Principal photography took place from June to October 1998. Filming locations for the film include Blenheim Palace, Savoy Hotel London, Lloyd's of London, Borough Market, London, Duart Castle on the Isle of Mull in Scotland, the Petronas Towers in Kuala Lumpur (with other filming completed at Pinewood Studios) and the Bukit Jalil LRT station.

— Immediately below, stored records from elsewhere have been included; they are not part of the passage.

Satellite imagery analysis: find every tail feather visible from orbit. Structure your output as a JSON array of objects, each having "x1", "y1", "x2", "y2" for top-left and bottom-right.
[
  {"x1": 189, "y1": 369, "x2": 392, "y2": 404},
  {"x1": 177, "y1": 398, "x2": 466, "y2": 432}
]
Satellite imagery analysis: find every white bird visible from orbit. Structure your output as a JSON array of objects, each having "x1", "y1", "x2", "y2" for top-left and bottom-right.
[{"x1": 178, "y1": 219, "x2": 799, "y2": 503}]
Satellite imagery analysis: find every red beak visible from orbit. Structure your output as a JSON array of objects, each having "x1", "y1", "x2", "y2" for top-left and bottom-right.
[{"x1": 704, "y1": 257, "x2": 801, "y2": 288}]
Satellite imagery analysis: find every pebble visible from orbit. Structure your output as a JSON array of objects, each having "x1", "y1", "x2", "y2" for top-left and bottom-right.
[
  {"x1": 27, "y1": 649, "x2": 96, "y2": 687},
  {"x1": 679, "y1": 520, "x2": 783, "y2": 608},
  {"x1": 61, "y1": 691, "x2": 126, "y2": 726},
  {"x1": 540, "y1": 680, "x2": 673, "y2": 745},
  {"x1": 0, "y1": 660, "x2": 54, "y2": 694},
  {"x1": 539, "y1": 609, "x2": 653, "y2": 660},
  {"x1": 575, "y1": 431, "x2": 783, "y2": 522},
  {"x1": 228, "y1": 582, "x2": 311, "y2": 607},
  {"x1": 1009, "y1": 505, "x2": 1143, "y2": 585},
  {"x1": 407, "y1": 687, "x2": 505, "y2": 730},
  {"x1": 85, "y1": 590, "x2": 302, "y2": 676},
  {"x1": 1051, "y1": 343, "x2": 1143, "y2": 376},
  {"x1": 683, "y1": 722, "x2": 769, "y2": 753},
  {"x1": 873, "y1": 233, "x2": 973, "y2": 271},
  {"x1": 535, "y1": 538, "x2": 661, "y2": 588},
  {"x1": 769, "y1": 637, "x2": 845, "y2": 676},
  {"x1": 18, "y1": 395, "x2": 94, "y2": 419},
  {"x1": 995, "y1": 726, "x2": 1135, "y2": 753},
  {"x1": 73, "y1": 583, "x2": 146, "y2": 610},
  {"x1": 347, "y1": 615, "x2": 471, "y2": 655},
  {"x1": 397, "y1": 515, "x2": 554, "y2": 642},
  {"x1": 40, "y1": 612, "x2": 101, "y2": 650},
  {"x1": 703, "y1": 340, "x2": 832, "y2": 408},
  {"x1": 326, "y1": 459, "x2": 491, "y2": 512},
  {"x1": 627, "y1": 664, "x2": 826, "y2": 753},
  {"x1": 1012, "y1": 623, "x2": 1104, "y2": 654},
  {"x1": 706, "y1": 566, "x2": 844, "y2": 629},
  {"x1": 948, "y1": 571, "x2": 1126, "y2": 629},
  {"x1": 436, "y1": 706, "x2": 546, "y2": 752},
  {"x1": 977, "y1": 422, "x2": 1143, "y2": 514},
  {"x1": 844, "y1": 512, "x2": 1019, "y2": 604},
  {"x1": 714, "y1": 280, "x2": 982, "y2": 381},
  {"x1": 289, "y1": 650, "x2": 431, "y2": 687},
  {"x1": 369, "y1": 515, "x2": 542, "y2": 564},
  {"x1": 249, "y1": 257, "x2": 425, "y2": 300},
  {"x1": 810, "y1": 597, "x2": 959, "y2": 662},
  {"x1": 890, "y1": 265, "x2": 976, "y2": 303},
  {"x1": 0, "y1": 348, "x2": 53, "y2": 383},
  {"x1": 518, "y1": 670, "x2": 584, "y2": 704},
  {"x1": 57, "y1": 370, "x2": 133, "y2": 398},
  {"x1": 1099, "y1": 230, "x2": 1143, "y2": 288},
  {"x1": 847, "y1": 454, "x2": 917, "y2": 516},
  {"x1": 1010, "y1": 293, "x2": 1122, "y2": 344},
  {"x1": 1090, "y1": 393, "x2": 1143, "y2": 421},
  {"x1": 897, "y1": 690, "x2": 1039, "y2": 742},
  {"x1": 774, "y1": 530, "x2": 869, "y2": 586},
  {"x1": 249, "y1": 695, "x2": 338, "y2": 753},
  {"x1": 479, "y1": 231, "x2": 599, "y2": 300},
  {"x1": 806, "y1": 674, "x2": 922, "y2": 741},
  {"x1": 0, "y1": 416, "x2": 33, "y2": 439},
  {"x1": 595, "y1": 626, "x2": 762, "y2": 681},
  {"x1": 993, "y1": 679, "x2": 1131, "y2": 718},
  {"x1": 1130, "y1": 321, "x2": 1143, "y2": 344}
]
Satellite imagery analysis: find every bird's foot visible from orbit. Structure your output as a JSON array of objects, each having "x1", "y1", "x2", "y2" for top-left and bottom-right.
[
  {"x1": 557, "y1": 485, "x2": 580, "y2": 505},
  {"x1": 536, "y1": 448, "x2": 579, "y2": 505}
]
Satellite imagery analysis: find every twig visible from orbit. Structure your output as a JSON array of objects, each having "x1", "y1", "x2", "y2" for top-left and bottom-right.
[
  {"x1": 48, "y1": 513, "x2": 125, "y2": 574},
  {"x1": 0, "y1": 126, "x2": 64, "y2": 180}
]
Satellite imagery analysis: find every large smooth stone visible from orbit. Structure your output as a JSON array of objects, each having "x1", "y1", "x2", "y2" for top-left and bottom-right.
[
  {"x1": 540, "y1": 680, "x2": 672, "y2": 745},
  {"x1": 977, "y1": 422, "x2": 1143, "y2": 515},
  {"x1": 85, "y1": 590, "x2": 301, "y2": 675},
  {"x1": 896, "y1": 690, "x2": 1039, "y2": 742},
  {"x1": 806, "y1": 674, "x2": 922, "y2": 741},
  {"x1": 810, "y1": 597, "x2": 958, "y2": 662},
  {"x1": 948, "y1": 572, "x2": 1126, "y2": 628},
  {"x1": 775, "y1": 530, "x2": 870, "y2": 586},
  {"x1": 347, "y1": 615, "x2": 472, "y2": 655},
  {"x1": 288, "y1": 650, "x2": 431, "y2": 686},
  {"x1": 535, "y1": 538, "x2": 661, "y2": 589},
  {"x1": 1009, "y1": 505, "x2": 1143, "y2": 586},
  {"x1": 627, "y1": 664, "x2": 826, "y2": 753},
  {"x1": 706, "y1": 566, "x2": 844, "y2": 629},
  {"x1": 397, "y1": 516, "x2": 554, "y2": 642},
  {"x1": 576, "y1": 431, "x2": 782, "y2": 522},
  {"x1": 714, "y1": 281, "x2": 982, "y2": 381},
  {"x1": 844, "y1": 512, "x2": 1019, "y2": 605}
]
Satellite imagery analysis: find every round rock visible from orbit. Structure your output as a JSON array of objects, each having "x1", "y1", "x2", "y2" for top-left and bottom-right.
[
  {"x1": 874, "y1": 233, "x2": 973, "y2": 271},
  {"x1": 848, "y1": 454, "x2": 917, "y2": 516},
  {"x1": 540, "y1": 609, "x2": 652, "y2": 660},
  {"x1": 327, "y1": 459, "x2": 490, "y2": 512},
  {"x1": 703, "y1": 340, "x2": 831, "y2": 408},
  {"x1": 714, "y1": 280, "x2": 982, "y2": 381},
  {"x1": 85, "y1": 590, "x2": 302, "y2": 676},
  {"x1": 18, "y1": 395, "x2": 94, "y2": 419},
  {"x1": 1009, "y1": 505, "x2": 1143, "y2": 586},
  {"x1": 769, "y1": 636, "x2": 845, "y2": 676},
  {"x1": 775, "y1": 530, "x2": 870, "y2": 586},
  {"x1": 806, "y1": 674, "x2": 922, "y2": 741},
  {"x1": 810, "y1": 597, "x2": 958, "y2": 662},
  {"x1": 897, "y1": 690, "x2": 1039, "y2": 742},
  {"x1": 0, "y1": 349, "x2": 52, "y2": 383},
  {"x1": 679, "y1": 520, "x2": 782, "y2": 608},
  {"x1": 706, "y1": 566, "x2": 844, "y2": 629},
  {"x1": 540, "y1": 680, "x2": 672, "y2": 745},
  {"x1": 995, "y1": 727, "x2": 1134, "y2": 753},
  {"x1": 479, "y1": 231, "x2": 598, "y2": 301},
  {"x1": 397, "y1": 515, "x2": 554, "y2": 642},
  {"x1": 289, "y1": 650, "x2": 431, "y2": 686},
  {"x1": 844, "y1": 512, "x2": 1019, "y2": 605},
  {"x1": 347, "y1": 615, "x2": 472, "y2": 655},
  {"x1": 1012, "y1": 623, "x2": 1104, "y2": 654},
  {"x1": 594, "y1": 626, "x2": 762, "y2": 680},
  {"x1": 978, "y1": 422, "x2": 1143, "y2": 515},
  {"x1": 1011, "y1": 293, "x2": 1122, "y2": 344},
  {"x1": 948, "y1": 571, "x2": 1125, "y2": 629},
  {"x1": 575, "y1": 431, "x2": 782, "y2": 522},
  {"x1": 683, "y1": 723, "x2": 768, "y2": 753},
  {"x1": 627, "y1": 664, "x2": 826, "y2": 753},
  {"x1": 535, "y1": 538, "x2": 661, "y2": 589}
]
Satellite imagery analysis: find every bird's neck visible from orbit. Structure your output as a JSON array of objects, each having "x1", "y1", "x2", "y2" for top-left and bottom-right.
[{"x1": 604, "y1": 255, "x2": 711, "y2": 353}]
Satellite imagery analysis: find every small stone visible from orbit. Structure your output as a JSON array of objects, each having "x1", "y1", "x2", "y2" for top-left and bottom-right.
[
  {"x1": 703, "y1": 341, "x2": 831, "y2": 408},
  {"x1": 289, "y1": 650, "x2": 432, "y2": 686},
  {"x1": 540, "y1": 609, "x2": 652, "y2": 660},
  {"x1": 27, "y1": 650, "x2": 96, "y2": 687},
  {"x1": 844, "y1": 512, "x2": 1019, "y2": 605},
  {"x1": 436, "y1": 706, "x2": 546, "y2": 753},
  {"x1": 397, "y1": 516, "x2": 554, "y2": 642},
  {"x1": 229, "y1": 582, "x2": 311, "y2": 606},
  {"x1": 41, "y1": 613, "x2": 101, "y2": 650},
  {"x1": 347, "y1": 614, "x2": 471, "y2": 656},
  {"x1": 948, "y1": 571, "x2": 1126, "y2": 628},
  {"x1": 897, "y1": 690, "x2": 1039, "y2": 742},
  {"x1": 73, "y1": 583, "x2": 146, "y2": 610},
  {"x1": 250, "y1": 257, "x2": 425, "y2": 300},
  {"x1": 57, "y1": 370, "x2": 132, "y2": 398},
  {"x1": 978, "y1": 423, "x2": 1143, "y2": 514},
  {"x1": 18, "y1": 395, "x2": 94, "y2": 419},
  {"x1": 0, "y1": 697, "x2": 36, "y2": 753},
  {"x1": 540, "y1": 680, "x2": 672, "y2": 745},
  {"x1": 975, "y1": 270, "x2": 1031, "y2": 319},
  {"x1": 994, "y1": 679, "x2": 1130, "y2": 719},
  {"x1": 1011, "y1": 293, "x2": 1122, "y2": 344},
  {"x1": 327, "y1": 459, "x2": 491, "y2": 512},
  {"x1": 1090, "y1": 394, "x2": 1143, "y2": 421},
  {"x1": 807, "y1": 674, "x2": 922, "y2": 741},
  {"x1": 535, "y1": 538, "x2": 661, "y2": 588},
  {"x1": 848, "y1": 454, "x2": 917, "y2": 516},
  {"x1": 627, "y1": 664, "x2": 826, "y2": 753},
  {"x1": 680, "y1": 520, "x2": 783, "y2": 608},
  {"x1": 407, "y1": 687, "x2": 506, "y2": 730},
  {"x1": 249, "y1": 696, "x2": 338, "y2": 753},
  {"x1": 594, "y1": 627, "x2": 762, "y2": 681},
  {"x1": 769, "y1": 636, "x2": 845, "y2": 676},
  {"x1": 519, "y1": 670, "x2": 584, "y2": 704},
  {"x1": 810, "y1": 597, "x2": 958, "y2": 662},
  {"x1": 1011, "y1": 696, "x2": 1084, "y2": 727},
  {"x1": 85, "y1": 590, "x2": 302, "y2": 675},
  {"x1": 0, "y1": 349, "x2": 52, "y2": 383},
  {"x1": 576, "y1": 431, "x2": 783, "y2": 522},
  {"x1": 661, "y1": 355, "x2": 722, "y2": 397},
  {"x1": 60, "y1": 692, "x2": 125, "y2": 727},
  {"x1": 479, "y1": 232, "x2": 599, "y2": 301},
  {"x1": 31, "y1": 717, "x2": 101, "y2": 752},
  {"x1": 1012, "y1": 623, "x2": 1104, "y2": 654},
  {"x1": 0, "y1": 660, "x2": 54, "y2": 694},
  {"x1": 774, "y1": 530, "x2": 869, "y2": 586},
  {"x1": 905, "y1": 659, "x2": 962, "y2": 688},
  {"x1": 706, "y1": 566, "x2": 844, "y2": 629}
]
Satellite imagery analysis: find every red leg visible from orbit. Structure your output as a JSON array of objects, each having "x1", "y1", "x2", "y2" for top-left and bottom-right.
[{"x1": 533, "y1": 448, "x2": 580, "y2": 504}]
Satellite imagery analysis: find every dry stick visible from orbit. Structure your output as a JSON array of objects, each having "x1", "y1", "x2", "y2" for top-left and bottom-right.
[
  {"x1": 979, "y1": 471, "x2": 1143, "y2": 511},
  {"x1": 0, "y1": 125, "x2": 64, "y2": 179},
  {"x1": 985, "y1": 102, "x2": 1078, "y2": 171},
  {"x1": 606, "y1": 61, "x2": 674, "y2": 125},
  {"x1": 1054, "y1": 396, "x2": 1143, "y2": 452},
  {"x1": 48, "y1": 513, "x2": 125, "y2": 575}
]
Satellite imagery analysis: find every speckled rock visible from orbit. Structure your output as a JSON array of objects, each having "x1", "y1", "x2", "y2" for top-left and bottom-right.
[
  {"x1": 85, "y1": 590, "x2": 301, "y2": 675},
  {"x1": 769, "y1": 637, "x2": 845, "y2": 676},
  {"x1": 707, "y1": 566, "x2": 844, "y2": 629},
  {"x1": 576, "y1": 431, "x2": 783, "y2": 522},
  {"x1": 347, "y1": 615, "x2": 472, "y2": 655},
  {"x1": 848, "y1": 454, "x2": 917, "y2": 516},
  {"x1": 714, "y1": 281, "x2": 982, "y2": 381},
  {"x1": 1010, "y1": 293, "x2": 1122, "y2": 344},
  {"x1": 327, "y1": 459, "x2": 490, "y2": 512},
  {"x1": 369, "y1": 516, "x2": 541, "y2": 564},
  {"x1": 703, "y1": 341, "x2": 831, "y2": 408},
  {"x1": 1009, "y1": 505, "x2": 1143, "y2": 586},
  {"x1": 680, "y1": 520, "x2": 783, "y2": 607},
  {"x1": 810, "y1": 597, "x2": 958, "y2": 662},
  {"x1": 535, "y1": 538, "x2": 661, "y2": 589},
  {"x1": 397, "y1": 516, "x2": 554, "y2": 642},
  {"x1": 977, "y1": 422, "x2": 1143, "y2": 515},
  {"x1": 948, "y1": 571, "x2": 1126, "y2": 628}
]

However, the signage at this station that was used for the movie was Pudu LRT station instead of Bukit Jalil.

==Reception==
The film was a box office success, grossing $87 million in the US and $212 million worldwide. On review aggregation website Rotten Tomatoes, 40% of critics have given the film a positive review based on 85 reviews, with an average rating of 5.2/10. The site's critics consensus reads, "A poorly developed plot weighs down any potential chemistry between the movie's leads." On Metacritic, the film has a weighted average score of 54 out of 100 based on 24 critics, indicating "mixed or average" reviews.
Critics such as Janet Maslin of The New York Times, New York Magazine, the Chicago Sun-Times, Variety and Desson Howe/Thomson of The Washington Post praised the film. Audiences surveyed by CinemaScore gave the film a "B" grade from an A+ to F scale.

Roger Ebert gave the film three of four stars. "It works because it is made stylishly. The plot is put together like a Swiss watch that keeps changing time zones: It is accurate and misleading at once. The film consists of one elaborate caper sequence after another, and it rivals the Bond films in its climactic action sequence. The stunt and f/x work here does a good job... Most of the movie's action is just that—action—and not extreme violence." Ebert noted about Zeta-Jones, "I can only reflect, as I did while watching her in "The Mask Of Zorro," that while beautiful women are a dime a dozen in the movies, those with fire, flash and humor are a good deal more scarce." "There's a tummy-churning tradition of pensionable movie blokes getting paired up with beautiful babes..." complained OK! in its review. "We barely believed Sean and Michelle Pfeiffer in The Russia House; a decade later, Sean and Catherine Zeta-Jones? You gotta be kidding. The film's alright-ish."

===Responses from the Malaysian government===
Following Entrapments release in June 1999, the Malaysian Prime Minister Mahathir Mohamad accused the film of presenting a distorted image of Malaysia. Mahathir took issue with the film splicing images of the Petronas Twin Towers with slums from Malacca. The Malaysian Government had assisted Twentieth Century Fox with visa processing, customs clearance, telecommunications and security in a bid to promote Malaysia as a film location.